One of the pay-offs may be that of knowing that your life itself is a work of art: How will you create and re-create yourself in an ambiguous, complex world that is filled with temptations, distractions, and forces that de-center you: “You shouldn’t be doing that! Come over here and do what we value! This is more important!” “No, this over here is even more important, or at least promises to be more fun! Your puny life isn’t worth living as you are living it! That’s not really living! This is the way to go!” Such voices are disguised in a thousand costumes, but they operate with all the vigor of the electromagnetic media, the zillions of radio, cellphone, twitter, facebook, and other appeals to your attention.

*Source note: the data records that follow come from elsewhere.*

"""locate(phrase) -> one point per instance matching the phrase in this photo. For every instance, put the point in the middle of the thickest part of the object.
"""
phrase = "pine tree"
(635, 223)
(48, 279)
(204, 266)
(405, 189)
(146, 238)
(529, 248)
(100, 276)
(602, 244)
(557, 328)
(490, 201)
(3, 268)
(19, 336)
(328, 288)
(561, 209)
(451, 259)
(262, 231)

There is a centering—some use meditation this way—others talking, journaling, etc.—which brings to the fore your own taking stock, re-evaluation of your life, what it’s about, what you want it to be about. You sift through types of “wanting,” from mere appetite to soul-need; you check out the reality of your own deeper life goals. It’s sort of like the decision criteria mentioned above. It’s a lifelong practice, like flossing your teeth should become. You can even enjoy it, giving yourself the respect and time you deserve to reconsider your life, its meaning, and its direction. You’d want your kids to do this, or other close loved ones.  (See lectures on Deep Maturity to amplify these ideas.)

Summary

I think the best way to cope with the postmodern condition is to re-center, to value creativity, to accept realistic levels of contentment (without yet becoming enmeshed in complacency), to dare to spend some time thinking out your own personal truths, what works for you. In this way, you also begin to build a myth about your life, your own chosen life story. Sure, there is a danger in being too grandiose, or on the other hand, perhaps too modest. Part of the game is to try to find your optimal balance, and one that also serves to encourage or be an example to others, to support the emergence of others you love to do likewise, and to support the larger circle of community or humanity or life on earth to continue its Creative Advance.